Fortunately, there’s already a keypair and PKIX certificate in place on every social-media server, the one it uses to
support TLS connections. The one at tbray.org, that’s being used used right now to protect your interaction
with this blog, is in /etc/letsencrypt/live/ and is obviously not generally readable.
That cert will contain the public key corresponding to the host’s private key, the cert's ancestry, and the host name.
It’s all OpenSSL or any other PKIX library needs to verify that yes, this could only have been signed by
hotpix.example. However, there will be objections.
Objection: “hotpix.example is not a Verified News Publisher!” True enough, the C2PA validation libraries are
just going to have to learn to accept that kind of cert and if that requires adjustments to the C2PA specs, so be it.
Objection: “That cert was issued for the purpose of encrypting TLS connections, not for some weird photo provenance application.
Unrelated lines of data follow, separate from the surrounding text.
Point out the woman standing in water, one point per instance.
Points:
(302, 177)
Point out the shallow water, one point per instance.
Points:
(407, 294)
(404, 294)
Look at the OID!” OK, but (I don’t want to hurt any feelings here) who cares? The math does what the math does, and it works.
Objection: “I have to be super-careful about protecting my private key and I don’t want to give a copy to the hippies running the social-media server.” These people have a point, but in fact in most cases, social media is all that server’s doing. Having said that, it would be great if there were extensions to Nginx and Apache httpd where you could request that it sign the assertions for you. Neither would be rocket science, although you’d have to be careful about controlling access to that entry point.
OK, so we sign Nadia’s account/time/pixels assertions with our host’s TLS key, and ship it off into the world. What’s next?
How to validate? · Verifying these assertions is going to require a PKI library to pick apart the assertions and do the signature check. We already have c2pa-rs, MIT and Apache-licensed Rust. Rust libraries can be linked into from lots of other programming languages but in the normal course of affairs I’d expect there to be native implementations in those languages. Once again, all these technologies are old as dirt, absolutely no rocket science reuired.
But there is a question: What’s the trust chain for validating the cert? Once again, this is not rocket science: A validating application could grab the Curl project’s CA certificates extracted from Mozilla and refresh it every week or two.
Most modern operating systems have the concept of the “default browser” — it’d be nice if there it offered a way to retrieve its root-of-trust cert list.
What am I missing? · This feels a little too easy, something that could be done in months not years. Perhaps I’m oversimplifying. Having said that, I think the most important thing to get right is the scenarios, what effect we want to achieve, what I’m calling the Nadia Story. What do you think?